That's not actually what he said - the article cuts his quote in half, and seems to attribute sentiment that's not there:
"Walk out of a meeting or drop off a call as soon as it is obvious you aren’t adding value. It is not rude to leave, it is rude to make someone stay and waste their time."
This is a weird, and somewhat sensational, interpretation of that line in the memo. It is clear that the mandate is to only hold useful meetings, only as often, and for as long as they're necessary. Nothing strange about that kind of mentality...
I think the big difference is in the actual quote, he's not saying walk in to a meeting and say "this is dumb" and leave. He's saying the meeting might start out being useful, but then end up slowing down or going into a tangent, and when it just becomes corporate speak and the topic doesn't actually interest you, you should leave or the meeting should probably end there.
Not only that - the meeting might be highly useful and productive, but not to _everyone_ summoned.
i.e. those that find themselves in a meeting where they are not needed or have nothing to contribute should leave - however that isn't saying anything about the actual meeting being good or bad.
The entire quote doesn't actually say anything about 'bad meetings', it says that you should leave when you are no longer contributing to one. How many times have you sat through an hour-long meeting after your 5 minutes of review/updates are over? That's what he's talking about - if you're clearly not needed anymore, you don't have to stay in order to be polite.
I hate time wasting meetings, I was on a conference call one time that had gone on for over 90 minutes over a completely inane decision. At one point I got up from my desk, left the building and went and bought a box of doughnuts from a store five minutes from office. I came back a d had missed nothing and no one had noticed I was gone.
utterly pointless.
I'm sure the majority of these pointless meetings are just organised by "business" people to justify their jobs. If they aren't in meetings what would they actually do with their day...
The meeting was a discussion for what limit to put on number of items for a proposed new kanban column. 90 minutes to discuss if it should be zero or one, they couldn't agree so ditched the entire column proposal altogether.. Sigh.
Thus was at a time where we already I think 13 columns on our kanban because of someone spending all day seemingly working on dev process and i guess columns were there way to show they had done somethinf....

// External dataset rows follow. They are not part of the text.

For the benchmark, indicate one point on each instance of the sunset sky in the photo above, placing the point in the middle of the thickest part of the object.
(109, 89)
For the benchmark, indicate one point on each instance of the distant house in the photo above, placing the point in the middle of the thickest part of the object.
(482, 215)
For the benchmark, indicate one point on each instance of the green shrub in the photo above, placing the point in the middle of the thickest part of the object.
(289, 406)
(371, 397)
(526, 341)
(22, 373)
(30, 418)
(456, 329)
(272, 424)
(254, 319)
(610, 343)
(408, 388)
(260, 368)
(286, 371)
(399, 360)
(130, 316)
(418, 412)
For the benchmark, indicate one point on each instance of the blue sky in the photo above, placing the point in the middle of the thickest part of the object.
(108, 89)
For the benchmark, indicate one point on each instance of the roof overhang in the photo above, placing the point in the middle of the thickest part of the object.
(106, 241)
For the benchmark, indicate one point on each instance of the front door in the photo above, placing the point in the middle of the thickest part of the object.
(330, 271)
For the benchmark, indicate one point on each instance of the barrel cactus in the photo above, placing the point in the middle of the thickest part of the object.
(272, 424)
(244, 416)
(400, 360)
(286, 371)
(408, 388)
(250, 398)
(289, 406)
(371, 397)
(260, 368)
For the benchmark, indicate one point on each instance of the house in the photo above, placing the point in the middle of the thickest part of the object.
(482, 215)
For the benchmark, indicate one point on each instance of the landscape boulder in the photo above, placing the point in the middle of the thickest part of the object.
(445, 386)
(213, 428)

says the guy who still has a few millions on the bank when he drops all his jobs. This is really the kind of stuff where an entrepreneur who never really worked a real job to pay rent (i.e. because he has no alternative) is a really bad manager. The advise sounds reasonable on paper, but that's simply not how people work.

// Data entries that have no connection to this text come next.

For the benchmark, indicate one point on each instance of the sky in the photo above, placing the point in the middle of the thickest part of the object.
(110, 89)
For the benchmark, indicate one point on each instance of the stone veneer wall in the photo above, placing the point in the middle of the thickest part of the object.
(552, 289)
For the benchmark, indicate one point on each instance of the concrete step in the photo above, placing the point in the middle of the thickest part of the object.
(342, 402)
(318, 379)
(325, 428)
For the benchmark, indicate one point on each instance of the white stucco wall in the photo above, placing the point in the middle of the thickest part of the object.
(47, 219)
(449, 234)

Yea the guy basically went bankrupt back when SpaceX and Tesla weren't yet doing so hot and almost lost everything. He gets pretty emotional talking about it even [0]. Whatever you think of him, I would caution confusing extreme optimism and directness for being out of touch.

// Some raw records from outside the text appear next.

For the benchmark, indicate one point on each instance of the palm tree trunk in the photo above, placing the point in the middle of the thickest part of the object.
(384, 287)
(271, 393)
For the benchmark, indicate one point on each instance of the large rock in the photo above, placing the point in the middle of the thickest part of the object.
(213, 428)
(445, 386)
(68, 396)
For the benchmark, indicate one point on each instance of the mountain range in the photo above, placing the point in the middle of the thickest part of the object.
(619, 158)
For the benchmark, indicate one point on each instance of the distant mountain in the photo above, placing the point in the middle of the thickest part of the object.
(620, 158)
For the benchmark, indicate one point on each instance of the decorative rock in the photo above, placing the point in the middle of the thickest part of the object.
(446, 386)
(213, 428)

Completely different. It isn't about being wealthy or not. Musk has never had a 9 to 5 job so he doesn't understand how that world works. Nobody just walks out of meetings like that.
I agree, however I don't think it's "just" the 9-5 job. If you had a big safety net and could move into your moms big house when sh*t hits the fan, even then having a 9-5 job you would still not follow some rules. But when you are so poor (like most people) that you really require not to lose your job, then is when you really have to do things you don't like just so your manager doesn't get pissed about you.
I shudder to think how much more I could have accomplished if I'd worked for a CEO who had my back like that! I've had jobs where half my time was coding and the other half was in meetings. When all I wanted to do was code. Guess that might be why I was attracted to startups in the first place!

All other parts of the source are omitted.